23 Oct 2014

Tesco woes – a case of capitalism gone wrong?

When I speak to Tesco’s boss later this morning I will ask him… oh, wait. We’re not getting an interview. No reason given, but Tesco’s new CEO David Lewis has some explaining to do.

Tesco’s pre-tax profits have slumped by 91 per cent as it has admitted miscalculating them by £263m. Worse, less than half of this restatement happened in this financial year; £75m was overstated in 2013/14 and £70m before that.

So whatever has gone wrong has built up – as many Tesco watchers suspected – under the old management, as Tesco lost market share and came under pressure to deliver better performance.

As to what actually happened, the internal investigation by accountancy firm Deloitte has had to be stopped because the Financial Conduct Authority, which polices company accounting, is investigating. Eight senior managers are currently suspended from duty.

Capitalism gone wrong?

In management terms it is looking like a textbook example of what’s wrong with British capitalism.

First, the substance of the accounting errors is revealing. It looks like Tesco was “recognising” money coming in before it did, by changing the way it accounted for payments suppliers are forced to make to promote their goods.

What payments? Well that goes to the heart of it. It looks like Tesco had built its profit position by – how shall we put it – persuading suppliers to part with hundreds of millions of pounds in extraordinary payments, in return for product placement, for the privilege of being in new stores, etc.

Once suppliers are paying you, and you are also paying them, the potential for mistaking revenue for spending is there.

Tesco’s new boss will know better than most what it feels like to have to make these payments, as he is a former boss at Unilever, a Tesco supplier.

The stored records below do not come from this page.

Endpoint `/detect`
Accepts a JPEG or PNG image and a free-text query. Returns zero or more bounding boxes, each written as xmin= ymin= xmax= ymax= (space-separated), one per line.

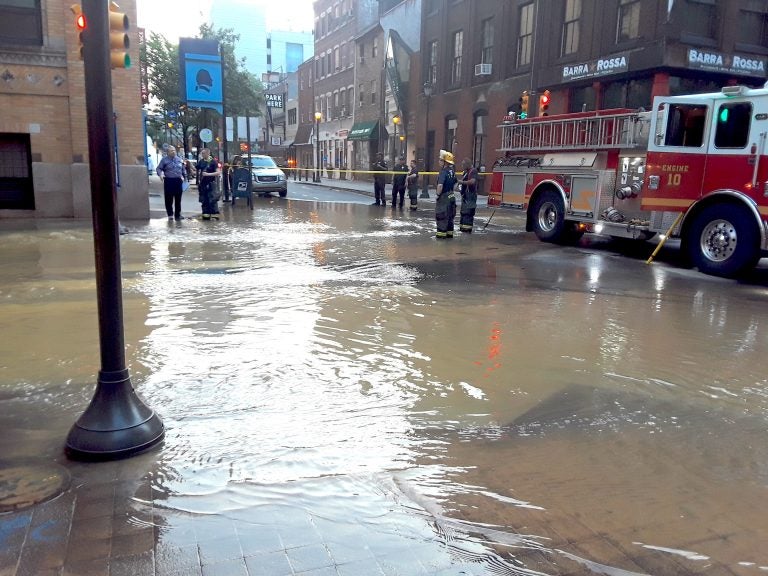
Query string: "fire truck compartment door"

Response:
xmin=541 ymin=152 xmax=597 ymax=168
xmin=501 ymin=174 xmax=526 ymax=208
xmin=571 ymin=176 xmax=598 ymax=216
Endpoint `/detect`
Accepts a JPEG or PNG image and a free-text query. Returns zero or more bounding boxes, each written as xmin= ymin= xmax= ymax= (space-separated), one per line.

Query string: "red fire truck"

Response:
xmin=488 ymin=84 xmax=768 ymax=277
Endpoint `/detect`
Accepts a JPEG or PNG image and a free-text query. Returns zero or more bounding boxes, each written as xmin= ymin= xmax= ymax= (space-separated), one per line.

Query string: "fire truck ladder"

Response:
xmin=499 ymin=110 xmax=650 ymax=152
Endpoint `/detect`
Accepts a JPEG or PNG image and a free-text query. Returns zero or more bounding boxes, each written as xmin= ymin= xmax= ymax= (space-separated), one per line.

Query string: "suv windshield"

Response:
xmin=251 ymin=157 xmax=277 ymax=168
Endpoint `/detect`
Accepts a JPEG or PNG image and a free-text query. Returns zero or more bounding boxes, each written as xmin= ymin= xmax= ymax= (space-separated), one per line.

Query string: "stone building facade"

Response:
xmin=0 ymin=0 xmax=149 ymax=219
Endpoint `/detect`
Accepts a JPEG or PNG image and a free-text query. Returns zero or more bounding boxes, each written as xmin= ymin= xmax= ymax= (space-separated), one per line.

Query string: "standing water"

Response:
xmin=0 ymin=201 xmax=768 ymax=576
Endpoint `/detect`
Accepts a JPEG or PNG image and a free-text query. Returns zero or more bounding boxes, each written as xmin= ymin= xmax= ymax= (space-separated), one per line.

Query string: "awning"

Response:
xmin=347 ymin=120 xmax=379 ymax=140
xmin=293 ymin=124 xmax=312 ymax=146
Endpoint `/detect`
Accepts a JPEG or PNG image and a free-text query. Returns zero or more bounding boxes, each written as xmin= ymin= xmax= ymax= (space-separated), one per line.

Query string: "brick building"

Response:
xmin=313 ymin=0 xmax=376 ymax=173
xmin=292 ymin=58 xmax=315 ymax=169
xmin=0 ymin=0 xmax=149 ymax=218
xmin=349 ymin=22 xmax=384 ymax=170
xmin=417 ymin=0 xmax=768 ymax=176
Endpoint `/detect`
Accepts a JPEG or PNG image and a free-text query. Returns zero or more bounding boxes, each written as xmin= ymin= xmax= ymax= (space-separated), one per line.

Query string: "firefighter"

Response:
xmin=459 ymin=158 xmax=477 ymax=234
xmin=405 ymin=160 xmax=419 ymax=210
xmin=435 ymin=150 xmax=456 ymax=239
xmin=371 ymin=154 xmax=387 ymax=206
xmin=392 ymin=156 xmax=408 ymax=210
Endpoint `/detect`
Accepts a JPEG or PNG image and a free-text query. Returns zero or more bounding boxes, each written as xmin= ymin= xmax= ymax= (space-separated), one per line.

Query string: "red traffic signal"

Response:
xmin=539 ymin=90 xmax=549 ymax=116
xmin=69 ymin=4 xmax=88 ymax=60
xmin=109 ymin=2 xmax=131 ymax=68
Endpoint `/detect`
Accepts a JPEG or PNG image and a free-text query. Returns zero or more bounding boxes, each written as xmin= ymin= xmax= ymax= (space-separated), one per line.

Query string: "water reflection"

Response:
xmin=0 ymin=202 xmax=768 ymax=575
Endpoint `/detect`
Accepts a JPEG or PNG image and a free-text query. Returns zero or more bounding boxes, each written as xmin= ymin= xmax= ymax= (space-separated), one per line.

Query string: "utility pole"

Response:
xmin=66 ymin=0 xmax=165 ymax=460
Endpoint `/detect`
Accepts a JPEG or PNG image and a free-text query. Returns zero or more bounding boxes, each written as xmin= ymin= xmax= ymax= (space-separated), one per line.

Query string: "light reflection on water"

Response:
xmin=0 ymin=202 xmax=768 ymax=574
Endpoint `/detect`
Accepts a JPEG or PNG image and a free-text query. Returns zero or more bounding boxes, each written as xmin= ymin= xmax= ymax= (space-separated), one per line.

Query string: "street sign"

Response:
xmin=264 ymin=93 xmax=283 ymax=108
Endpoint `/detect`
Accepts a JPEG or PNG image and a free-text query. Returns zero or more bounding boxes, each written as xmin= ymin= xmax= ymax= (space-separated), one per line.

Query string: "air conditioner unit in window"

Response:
xmin=475 ymin=64 xmax=491 ymax=76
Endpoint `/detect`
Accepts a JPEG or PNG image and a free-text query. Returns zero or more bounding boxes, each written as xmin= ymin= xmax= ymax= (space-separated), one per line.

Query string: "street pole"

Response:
xmin=419 ymin=82 xmax=432 ymax=198
xmin=65 ymin=0 xmax=165 ymax=460
xmin=315 ymin=112 xmax=322 ymax=182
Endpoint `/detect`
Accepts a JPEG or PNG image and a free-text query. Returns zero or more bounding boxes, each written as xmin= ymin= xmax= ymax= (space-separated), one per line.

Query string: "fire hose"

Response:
xmin=645 ymin=212 xmax=685 ymax=264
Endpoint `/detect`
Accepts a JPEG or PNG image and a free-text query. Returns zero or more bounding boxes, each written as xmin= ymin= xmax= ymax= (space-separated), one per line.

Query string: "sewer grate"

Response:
xmin=0 ymin=462 xmax=70 ymax=514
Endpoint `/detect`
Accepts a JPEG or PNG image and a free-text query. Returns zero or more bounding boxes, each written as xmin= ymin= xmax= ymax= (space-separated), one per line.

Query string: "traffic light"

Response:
xmin=109 ymin=2 xmax=131 ymax=68
xmin=69 ymin=4 xmax=88 ymax=60
xmin=520 ymin=90 xmax=528 ymax=120
xmin=539 ymin=90 xmax=549 ymax=116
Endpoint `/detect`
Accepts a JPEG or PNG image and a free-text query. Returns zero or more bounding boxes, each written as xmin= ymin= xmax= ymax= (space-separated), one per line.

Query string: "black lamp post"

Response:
xmin=315 ymin=112 xmax=323 ymax=182
xmin=65 ymin=0 xmax=165 ymax=460
xmin=419 ymin=82 xmax=432 ymax=198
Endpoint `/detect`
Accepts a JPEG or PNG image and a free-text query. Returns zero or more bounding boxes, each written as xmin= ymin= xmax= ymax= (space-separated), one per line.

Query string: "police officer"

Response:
xmin=392 ymin=156 xmax=408 ymax=210
xmin=459 ymin=158 xmax=477 ymax=234
xmin=373 ymin=154 xmax=387 ymax=206
xmin=405 ymin=160 xmax=419 ymax=210
xmin=435 ymin=150 xmax=456 ymax=239
xmin=196 ymin=148 xmax=221 ymax=220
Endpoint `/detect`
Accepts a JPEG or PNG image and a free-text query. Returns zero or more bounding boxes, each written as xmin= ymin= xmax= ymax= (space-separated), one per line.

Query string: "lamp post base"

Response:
xmin=65 ymin=370 xmax=165 ymax=460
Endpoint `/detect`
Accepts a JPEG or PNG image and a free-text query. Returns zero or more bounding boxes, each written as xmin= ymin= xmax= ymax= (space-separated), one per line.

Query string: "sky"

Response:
xmin=137 ymin=0 xmax=314 ymax=43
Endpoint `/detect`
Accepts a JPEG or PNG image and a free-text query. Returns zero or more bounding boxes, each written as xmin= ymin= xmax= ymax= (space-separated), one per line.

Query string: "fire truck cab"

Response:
xmin=488 ymin=86 xmax=768 ymax=277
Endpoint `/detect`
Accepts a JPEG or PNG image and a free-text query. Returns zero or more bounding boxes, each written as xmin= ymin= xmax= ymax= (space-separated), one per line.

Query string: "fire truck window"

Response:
xmin=715 ymin=102 xmax=752 ymax=148
xmin=664 ymin=104 xmax=707 ymax=148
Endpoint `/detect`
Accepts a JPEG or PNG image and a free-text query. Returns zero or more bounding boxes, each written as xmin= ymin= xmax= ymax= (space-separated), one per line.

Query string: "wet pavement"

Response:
xmin=0 ymin=179 xmax=768 ymax=576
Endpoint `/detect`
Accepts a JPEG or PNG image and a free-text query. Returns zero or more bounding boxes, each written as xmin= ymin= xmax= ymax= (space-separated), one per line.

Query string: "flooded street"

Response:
xmin=0 ymin=198 xmax=768 ymax=576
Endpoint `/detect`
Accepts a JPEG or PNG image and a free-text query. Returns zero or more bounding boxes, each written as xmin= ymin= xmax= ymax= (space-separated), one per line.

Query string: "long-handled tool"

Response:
xmin=648 ymin=212 xmax=685 ymax=264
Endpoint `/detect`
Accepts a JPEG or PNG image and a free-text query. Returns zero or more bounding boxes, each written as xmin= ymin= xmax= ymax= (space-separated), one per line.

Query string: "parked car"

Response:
xmin=248 ymin=155 xmax=288 ymax=198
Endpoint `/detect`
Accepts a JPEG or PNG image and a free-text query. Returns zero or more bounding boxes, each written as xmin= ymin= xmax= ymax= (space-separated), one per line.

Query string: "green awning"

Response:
xmin=347 ymin=120 xmax=379 ymax=140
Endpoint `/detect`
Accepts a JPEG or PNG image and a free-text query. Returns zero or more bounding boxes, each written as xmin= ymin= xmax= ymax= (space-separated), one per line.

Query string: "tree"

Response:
xmin=200 ymin=24 xmax=264 ymax=116
xmin=140 ymin=24 xmax=264 ymax=158
xmin=139 ymin=32 xmax=199 ymax=151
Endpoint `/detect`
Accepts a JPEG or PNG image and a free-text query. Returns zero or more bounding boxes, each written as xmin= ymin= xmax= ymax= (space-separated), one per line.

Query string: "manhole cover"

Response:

A great question for anybody who does actually get to interview him is: how did it feel to be on the other side?

One way of looking at this is: Tesco has been accused of pushing down costs it paid suppliers, then using the ambiguous position of the incoming money to fool its own auditors. If that’s what happened, as has been alleged, we will all be surely outraged.

Who gains from Tesco tricks?

But let’s remember who benefited: first the shareholders – who got a share price and dividend payments that were unwarranted. Secondly, us, the customers.

In my local area I can’t move for Tesco outlets. The Tesco convenience store round the corner is run by so few staff, and so well automated that I can buy an armful of shopping without having to speak or interact with a human being other than the security guard.

The low prices I pay reflects the fact that Tesco — and indeed all supermarkets — have an unequal power relationship with both their suppliers and customers. That’s why investors have piled into this sector and urged it to get larger, destroying any vestige of independently owned retail wherever possible.

Put bluntly: the business model of mega supermarkets is the reason our high streets are full of Oxfam shops and our farmers can’t make a living, and why our food is packed and wrapped and processed by eastern Europeans living four to a room in rural British towns.

Tesco’s chairman will now step down, once he’s overseen a management purge. New people will step up to run the firm.

But this was a profit making machine run by ex-bankers on the board and ex-grocers in the management. Once the FCA tells us what the ex-grocers were actually doing we will know where to apportion blame, between the two.

Oh and the auditors, PWC. Multi-year mis-statements of profit by a massive, iconic company? That will be taught on accountancy courses for years to come. We’ll find out what the lessons are soon enough.